Maple Leafs hope shaky starts won't continue over final 11 games
Toronto has fewest games left of all Eastern playoff contenders
For the Toronto Maple Leafs, it's time to rest, not panic.
Losers of three in a row, the Leafs had a full day off Thursday after a rough run of six games in six cities in 10 days. They'll now attempt to regroup before an already tenuous playoff picture gets more dicey.
"First thing is get rest. It's been a gruelling stretch, a ton of travel, a lot of tough games where we're seeing a lot of teams' best efforts here," winger Joffrey Lupul said. "Get some rest and then come back refocused and get some of that confidence back that we had going to the West Coast."
Confidence in the Leafs might be waning from the outside after losing to the Washington Capitals, Detroit Red Wings and Tampa Bay Lightning. But within the locker-room Wednesday night there was plenty of belief that those games featured some positive elements to build on.
"No sense in panicking," said goaltender James Reimer, who has been thrust into the starting role since Jonathan Bernier was injured last week. "I think we've played some good hockey in the last three games, at times, and we know what we can do. I obviously believe in our team, we all believe in each other.
"It's a case where, I think, with some fresh legs and kind of a little break here and get back at it, we'll be right back on top of our game again."
Finding the top of their game is paramount to the Leafs, who occupy the first wild-card spot in the Eastern Conference after falling out of the top three in the Atlantic Division.
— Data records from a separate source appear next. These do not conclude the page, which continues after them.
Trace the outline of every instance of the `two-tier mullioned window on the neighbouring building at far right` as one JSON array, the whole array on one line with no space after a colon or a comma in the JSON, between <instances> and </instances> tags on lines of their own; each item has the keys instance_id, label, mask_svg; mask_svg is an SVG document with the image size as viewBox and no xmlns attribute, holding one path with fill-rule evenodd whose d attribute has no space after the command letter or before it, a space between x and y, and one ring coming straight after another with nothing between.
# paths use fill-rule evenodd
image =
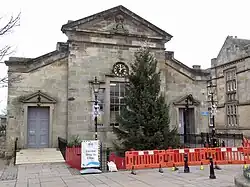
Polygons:
<instances>
[{"instance_id":1,"label":"two-tier mullioned window on the neighbouring building at far right","mask_svg":"<svg viewBox=\"0 0 250 187\"><path fill-rule=\"evenodd\" d=\"M237 126L237 81L236 69L230 69L226 72L226 116L228 126Z\"/></svg>"}]
</instances>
They were as high as second, three points up on the Lightning and Montreal Canadiens, after beating the Kings in Los Angeles on March 13.
In the three games since, Toronto has given up the first goal in each and struggled with defensive breakdowns in front of Reimer.
Fixing the brutal starts might be the first order of business going into Saturday's game against the Montreal Canadiens on Hockey Night in Canada (CBC, CBCSports.ca, 7 p.m. ET).
"We've had a trend over the last three games where we seem like we're starting a little sluggish or we're not getting the exact start that we're wanting," winger Mason Raymond said. "I thought later in [Lightning] game we showed that desperation, but we need that for 60 minutes. I think at the end of the day for me, [the key is] playing the 60 minutes in that desperation mode."
Finding that "desperation mode" could have a lot do to with having more energy in reserve. At least that's coach Randy Carlyle's hope after watching his team run on empty.
"We just come off a 10-day road trip and we play tonight off a back-to-back," Carlyle said Wednesday night following a 5-3 loss to Tampa Bay. "That's not an excuse, but it's a trying situation, and it's not easy."
The Leafs have also made life hard on themselves by giving stars like Steven Stamkos way too much room close to the net. Defensive breakdowns like the ones that led to Stamkos's hat trick are likely on the to-do list for Friday's practice.
"It comes down to doing the basic things, every night doing the simple things," defenceman Tim Gleason said. "I think as a group of five, we really have to button down, get pucks out when we can and do the simple things in our zone and the offence will take care of itself and we'll get our chances."
If the Leafs are getting offensive chances, there's enough firepower from Phil Kessel (35 goals) down the lineup to make things happen. But Kessel, Nikolai Kulemin and defenceman Jake Gardiner (five goals in seven games) scored against Tampa Bay and it wasn't enough.
Only minutes after that defeat, players wanted to move on and separate themselves from this losing streak. The best way to do so is finding a winning recipe — before it gets too late.
The Leafs have played 71 games, the most of any team in contention in the East, which also means they no longer control their playoff hopes. The Detroit Red Wings, who visit Air Canada Centre on March 29, are in the driver's seat if they keep winning.
That's not a comfortable spot to be in with just 11 games remaining in the regular season. These are almost desperate times in Toronto.
"Obviously we haven't played as well as we need to, and we're not sitting here saying that we're playing the type of hockey that is required to have success," Carlyle said. "Well, we lost three games in a row and if we show the desperation that we displayed in the last half of the game for 60 minutes, we surely could improve our chances. That's for sure."